Monday, June 25, 2012

NBA Finals Post Mortem: Pricks Can Win Championships, Too.



Dear me, do we really need all of these peons to LeBron James' personal growth as a man? His victory is interesting and well-deserved, and I don't mind analyzing the psyche of successful athletes, but I'm calling bullshit. The Miami Heat won the NBA Finals because they're an excellent basketball team and LeBron James is an incredibly talented player; they most certainly did not win because James "matured" or "hit rock bottom and returned" or "learned how to be a champion".

I mean, I'm sure James is slightly more mature this year than he was last year- but then, so is everyone, including Durant, Rondo, Duncan, Rose, and the rest of this year's non-champions. They've all faced adversity, too, not the least of which being James and the other excellent basketball players on the Heat. As for "learned how to be a champion", that's a bullshit fucking phrase that I'm not even going to attempt to fucking decipher without a shit ton of useless fucking profanity.

Unfortunately, my protests amount to very little, and the "LeBron James finally won because loss and unpopularity last season made him focus on what's important" narrative is already taking hold. The sports punditry is just incapable of handling it when someone they don't like wins- so they immediately recast that person as someone who only won because they finally came around to the things the sports pundits like. I guess that's the annoying cousin to Orwell's "We've always been at war with Eastasia" thing.

The worst part is, that kind of narrative setting cheapens the sport- it cheapens all sports. The best thing about sports is that it's a Grand Meritocracy. Eventually, talent wins out over rank, money, popularity, records- and yes, personality. That's amazing; it's what gives us upsets and underdogs and no-names making history. But more importantly, it's incredibly progressive; it's why Jackie Robinson and Roberto Clemente were ultimately inevitable, why Ted Williams gets a place in history even though he quarreled with the intolerant, close-minded Boston media, why Brett Favre gets no passes just because he fooled so many football writers into thinking he was jes' a good ol' boy havin' fun out there.
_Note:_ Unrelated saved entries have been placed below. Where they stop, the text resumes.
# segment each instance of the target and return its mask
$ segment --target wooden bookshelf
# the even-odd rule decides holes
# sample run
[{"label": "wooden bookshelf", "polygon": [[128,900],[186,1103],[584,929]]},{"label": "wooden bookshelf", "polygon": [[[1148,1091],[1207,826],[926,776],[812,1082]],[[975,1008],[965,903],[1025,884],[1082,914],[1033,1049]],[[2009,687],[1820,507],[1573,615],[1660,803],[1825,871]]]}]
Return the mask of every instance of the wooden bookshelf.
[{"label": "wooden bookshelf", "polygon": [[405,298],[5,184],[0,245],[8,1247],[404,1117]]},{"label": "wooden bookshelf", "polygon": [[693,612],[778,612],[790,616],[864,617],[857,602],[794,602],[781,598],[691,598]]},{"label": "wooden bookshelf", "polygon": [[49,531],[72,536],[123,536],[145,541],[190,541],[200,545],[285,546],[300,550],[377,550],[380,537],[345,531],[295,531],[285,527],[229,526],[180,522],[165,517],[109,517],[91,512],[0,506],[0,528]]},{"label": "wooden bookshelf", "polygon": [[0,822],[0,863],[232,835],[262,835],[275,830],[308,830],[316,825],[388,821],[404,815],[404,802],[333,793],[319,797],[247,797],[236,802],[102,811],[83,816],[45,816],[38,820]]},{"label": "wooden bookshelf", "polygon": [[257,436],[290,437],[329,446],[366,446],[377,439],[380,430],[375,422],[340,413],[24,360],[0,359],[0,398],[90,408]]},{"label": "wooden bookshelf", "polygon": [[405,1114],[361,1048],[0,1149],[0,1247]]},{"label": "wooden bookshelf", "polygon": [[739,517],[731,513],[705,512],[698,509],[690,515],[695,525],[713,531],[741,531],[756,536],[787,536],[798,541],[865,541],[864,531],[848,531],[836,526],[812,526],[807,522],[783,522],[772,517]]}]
Ultimately, it means some pricks are going to win sometimes, but, well, suck it up; that's a small price to pay for all the amazing things we get out of the Grand Meritocracy. It's not worth hiding from or pretending it doesn't happen, like we're saying in this narrative on LeBron. When we put personality back at the center of things, we move away from the Grand Meritocracy, and toward some stupid bullshit political version of sports where the pundits tell us to ignore the score, they know who the real winners are.

The thing is, LeBron probably never was as much of an asshole as we thought right after "The Decision"- and nor is he a Saved Man, now; he's always been a little full of himself, but he's always been an incredibly hard worker. I'm confidant that LeBron has been roughly the same man throughout the last two years. And y'know what? That's complexity is more interesting anyway- to say nothing of a better sign for a future great athlete who is even more complicated.


1 comment:

  1. LeBron James matured. And by matured, I mean "Derrick Rose's ACL exploded in Round 1." I'm not saying the Bulls would have made it to the Eastern Championship or that they would have beaten the Heat, nor am I saying the Heat need an asterisk on this championship, I'm actually agreeing with you, just offering an additional, objective, fact-based narrative. The #1 team in the East loses its star player to a season ending injury and so never gets to face Miami in a true 7 game test of talent. But no no, that is less important than LeBron "seeing the light" or some such bullshit.